On the upside, the international payments firm says the currency’s "fundamental undervaluation" may partially unwind over the course of the year.

However, for that to happen, a key headwind to the currency must disolve, namely the chronic levels of uncertainty holding down businesses and consumers.


Image courtesy of Corpay.


"The Canadian dollar looks destined for another unsettled year in 2026 as the economy adapts to a changed global environment," Corpay analyst Karl Schamotta says in a year-ahead outlook.

He explains that business investment, job creation and economic growth have suffered since Donald Trump focused on Canada last year, compounding an existing slowdown in real estate and forcing what it describes as a painful structural transition.
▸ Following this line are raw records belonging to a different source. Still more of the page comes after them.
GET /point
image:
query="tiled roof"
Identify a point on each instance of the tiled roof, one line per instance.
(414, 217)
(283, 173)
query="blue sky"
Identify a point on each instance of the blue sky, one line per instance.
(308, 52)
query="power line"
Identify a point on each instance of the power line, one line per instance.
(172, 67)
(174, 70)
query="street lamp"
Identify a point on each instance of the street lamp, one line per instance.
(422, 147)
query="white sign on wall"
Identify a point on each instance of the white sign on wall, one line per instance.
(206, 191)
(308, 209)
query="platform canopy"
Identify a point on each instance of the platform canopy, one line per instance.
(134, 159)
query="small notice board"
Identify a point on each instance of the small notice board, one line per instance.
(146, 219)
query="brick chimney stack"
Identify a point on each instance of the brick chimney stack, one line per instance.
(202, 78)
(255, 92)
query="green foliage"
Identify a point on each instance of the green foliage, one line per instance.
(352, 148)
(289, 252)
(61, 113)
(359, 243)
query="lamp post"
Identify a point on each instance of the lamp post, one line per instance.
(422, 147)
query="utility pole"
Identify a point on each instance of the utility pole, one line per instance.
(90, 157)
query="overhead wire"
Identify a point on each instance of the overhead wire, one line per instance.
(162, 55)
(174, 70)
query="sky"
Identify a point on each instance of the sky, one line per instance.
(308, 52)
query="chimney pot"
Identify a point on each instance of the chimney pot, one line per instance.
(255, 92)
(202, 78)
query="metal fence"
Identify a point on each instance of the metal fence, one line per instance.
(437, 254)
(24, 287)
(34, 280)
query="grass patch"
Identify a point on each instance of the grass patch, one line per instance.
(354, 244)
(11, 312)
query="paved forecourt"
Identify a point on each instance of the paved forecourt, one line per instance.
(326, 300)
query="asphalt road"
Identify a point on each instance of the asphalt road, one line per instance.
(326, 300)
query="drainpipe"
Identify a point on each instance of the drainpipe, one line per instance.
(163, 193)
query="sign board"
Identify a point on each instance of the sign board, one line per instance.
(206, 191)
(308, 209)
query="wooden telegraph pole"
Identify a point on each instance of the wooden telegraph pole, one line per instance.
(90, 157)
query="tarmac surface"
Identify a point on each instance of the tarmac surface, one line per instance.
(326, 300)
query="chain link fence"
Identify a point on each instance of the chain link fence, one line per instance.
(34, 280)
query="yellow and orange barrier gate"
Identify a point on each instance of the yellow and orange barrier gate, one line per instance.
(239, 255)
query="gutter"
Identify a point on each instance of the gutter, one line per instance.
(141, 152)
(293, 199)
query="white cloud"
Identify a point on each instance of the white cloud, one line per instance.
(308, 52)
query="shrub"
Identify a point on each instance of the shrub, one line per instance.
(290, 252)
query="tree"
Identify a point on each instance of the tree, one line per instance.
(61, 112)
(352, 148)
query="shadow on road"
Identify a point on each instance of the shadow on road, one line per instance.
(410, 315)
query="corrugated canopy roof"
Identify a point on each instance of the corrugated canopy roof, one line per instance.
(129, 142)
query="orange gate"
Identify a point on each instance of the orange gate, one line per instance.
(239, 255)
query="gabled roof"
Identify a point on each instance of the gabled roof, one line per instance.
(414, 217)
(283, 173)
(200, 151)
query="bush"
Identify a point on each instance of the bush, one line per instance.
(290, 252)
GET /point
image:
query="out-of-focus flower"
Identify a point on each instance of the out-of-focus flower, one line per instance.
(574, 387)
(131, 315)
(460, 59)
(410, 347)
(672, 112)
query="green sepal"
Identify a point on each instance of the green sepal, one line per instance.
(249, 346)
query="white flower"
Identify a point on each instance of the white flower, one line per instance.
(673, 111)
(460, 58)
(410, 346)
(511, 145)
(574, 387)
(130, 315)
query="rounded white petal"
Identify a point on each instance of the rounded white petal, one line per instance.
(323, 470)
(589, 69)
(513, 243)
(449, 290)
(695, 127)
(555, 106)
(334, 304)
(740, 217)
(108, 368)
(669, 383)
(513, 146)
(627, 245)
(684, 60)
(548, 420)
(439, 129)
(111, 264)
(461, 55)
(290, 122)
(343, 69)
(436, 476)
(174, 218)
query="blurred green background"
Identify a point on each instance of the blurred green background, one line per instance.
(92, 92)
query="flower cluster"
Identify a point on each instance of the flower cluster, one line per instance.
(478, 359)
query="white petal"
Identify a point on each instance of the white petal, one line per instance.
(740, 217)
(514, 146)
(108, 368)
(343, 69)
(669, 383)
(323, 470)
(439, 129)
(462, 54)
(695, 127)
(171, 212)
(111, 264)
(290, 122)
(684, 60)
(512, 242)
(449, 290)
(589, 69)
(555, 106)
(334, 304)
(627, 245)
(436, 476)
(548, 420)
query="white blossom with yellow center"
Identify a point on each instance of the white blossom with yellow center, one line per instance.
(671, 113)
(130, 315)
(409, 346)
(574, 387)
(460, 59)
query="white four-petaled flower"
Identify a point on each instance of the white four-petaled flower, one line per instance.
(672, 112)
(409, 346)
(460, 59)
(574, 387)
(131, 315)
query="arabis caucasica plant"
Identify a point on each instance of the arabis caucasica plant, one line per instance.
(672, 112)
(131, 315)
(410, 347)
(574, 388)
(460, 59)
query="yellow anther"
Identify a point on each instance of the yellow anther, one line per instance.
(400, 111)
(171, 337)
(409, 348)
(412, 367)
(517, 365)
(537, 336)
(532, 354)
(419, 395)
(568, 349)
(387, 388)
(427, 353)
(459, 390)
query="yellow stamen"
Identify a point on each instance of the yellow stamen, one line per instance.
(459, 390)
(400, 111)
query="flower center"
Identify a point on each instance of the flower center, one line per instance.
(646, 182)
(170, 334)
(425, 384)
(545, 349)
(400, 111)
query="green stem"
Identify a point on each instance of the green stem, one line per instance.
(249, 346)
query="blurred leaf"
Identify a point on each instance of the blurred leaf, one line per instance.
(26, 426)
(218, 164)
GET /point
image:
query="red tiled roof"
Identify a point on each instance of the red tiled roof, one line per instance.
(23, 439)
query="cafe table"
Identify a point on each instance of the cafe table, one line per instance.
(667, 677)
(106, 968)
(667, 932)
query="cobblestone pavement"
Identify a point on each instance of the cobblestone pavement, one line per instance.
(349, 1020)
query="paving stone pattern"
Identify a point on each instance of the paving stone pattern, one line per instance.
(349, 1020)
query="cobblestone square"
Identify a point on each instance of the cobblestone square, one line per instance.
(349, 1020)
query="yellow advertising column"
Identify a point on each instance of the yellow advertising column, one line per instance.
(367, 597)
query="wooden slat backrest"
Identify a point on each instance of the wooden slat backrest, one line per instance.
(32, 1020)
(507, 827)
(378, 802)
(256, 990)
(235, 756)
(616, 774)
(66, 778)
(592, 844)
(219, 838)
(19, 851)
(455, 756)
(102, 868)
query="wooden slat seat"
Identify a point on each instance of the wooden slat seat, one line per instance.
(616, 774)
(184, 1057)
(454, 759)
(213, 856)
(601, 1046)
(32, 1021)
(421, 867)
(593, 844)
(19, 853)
Schamotta says monetary policy is unlikely to be the main driver for the currency, arguing that Bank of Canada has effectively sidelined itself after cutting rates to the lower end of the neutral range.

Recent Bank of Canada communications show the current base rate is "about the right level" if the outlook holds, and are wary of adding to still-stubborn inflation pressures or overstimulating an economy with high household leverage.

Given this, Corpay says trade uncertainty is a more material source of potential volatility for the Canadian dollar, particularly in the run-up to July’s joint review of the USMCA.

The review period is likely to leave the currency vulnerable to bouts of volatility, citing Trump’s "well-established penchant for hyperbolic rhetoric," warns Schamotta.

With roughly 90% of Canadian exports compliant with USMCA rules, Corpay says any threat to unwind the agreement could prove consequential for the currency.

However, the firm says downside risks may have less longevity than headlines suggest, noting that actual tariff rates remain low and that Congressional support for higher import taxes on U.S. households will be difficult to secure ahead of the late-2026 mid-term elections.

Corpay says there are also signs of resilience in the domestic economy, pointing to real estate markets showing signs of stabilisation, labour markets tightening at the margins and improving measures of business and consumer confidence as government stimulus feeds through.

“We expect some of the Canadian dollar’s fundamental undervaluation to unwind over the year, but its progress will be punctuated by recurrent setbacks,” Corpay says.

“The economy is not yet on firm ground—and neither, for that matter, is the exchange rate,” the firm adds.